You could say they're praying for health care reform. These ministers, rabbis and other clergy were brought together by the San Francisco Interfaith Council and the San Francisco Organizing Project.

"In my Jewish congregation, what we really want to say is public option, a public option," said Rabbi Julie Saxe-Taller from the Congregation Sherith Israel.

The public option is the White House plan for government-run insurance designed to compete with private insurance companies. That idea has become the focus of the health care debate.

Thursday Speaker Pelosi indicated, contrary to some reports, there will be no retreat on that issue.

"Are you talking to me? Caving in to the right? Let me say it another way. There's no way I can pass a bill in the House of Representatives without a public option," said Speaker Nancy Pelosi.

She was asked if the president is beginning to back pedal in the face of opposition.

"No he isn't. He isn't at all," said Speaker Pelosi.

But there are many who wish he would.
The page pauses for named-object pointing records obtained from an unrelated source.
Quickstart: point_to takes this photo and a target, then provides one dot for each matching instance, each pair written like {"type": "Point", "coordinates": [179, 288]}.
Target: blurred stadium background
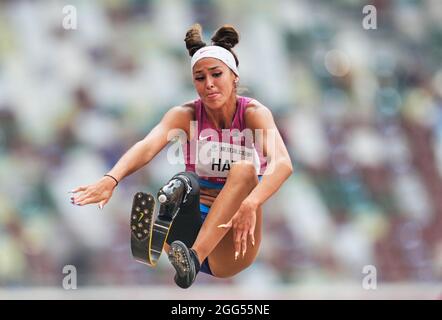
{"type": "Point", "coordinates": [360, 111]}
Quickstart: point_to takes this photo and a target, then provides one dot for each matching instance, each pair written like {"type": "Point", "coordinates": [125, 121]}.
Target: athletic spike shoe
{"type": "Point", "coordinates": [186, 263]}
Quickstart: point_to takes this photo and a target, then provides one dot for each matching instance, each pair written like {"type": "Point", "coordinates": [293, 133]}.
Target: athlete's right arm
{"type": "Point", "coordinates": [136, 157]}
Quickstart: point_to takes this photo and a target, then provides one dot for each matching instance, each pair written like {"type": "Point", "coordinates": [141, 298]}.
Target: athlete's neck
{"type": "Point", "coordinates": [223, 117]}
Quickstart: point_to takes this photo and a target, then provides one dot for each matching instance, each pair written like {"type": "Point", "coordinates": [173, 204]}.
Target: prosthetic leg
{"type": "Point", "coordinates": [148, 234]}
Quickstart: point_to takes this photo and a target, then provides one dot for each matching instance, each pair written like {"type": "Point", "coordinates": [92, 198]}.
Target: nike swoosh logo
{"type": "Point", "coordinates": [204, 138]}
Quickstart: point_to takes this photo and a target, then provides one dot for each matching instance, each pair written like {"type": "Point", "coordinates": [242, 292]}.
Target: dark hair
{"type": "Point", "coordinates": [226, 37]}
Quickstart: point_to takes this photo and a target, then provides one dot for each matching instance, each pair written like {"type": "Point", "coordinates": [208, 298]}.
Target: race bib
{"type": "Point", "coordinates": [214, 159]}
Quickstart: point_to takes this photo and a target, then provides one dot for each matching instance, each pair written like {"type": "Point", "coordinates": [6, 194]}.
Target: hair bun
{"type": "Point", "coordinates": [226, 37]}
{"type": "Point", "coordinates": [193, 39]}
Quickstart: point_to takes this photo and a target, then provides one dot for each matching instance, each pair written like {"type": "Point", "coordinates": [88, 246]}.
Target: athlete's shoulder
{"type": "Point", "coordinates": [186, 110]}
{"type": "Point", "coordinates": [256, 112]}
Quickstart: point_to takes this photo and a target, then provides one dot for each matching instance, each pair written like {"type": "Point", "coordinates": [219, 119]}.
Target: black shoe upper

Protesters gathered outside a town hall meeting in Chicago Thursday where Vice President Joe Biden and health and human services Secretary Kathleen Sebelius talked health care reform.

"Why do we need big brother? Why do we need someone in D.C. telling me in Chicago that I need this or that," said Chicago protester Ralph Sprovier.

"It's not clear it's going to solve any of our big problems," said Stanford senior fellow Alain Enthoven, Ph.D.

Enthoven is known as the father of managed competition. He says health care reform is urgently needed, but the White House plan is not the way to go.

"The trouble with the public option is, I think, it will look too much like Medicare. And more and more now people are coming to realize that fee-for-service is not the way to pay doctors. That pays for more things, more volume, than it does for quality, doesn't bring better outcomes," said Enthoven.

Speaker Pelosi says she has more than enough votes to pass a healthcare reform measure in the House. The battle is likely to be much tougher in the Senate, where conservative Democrats, as well as Republicans aren't on board with that controversial public option.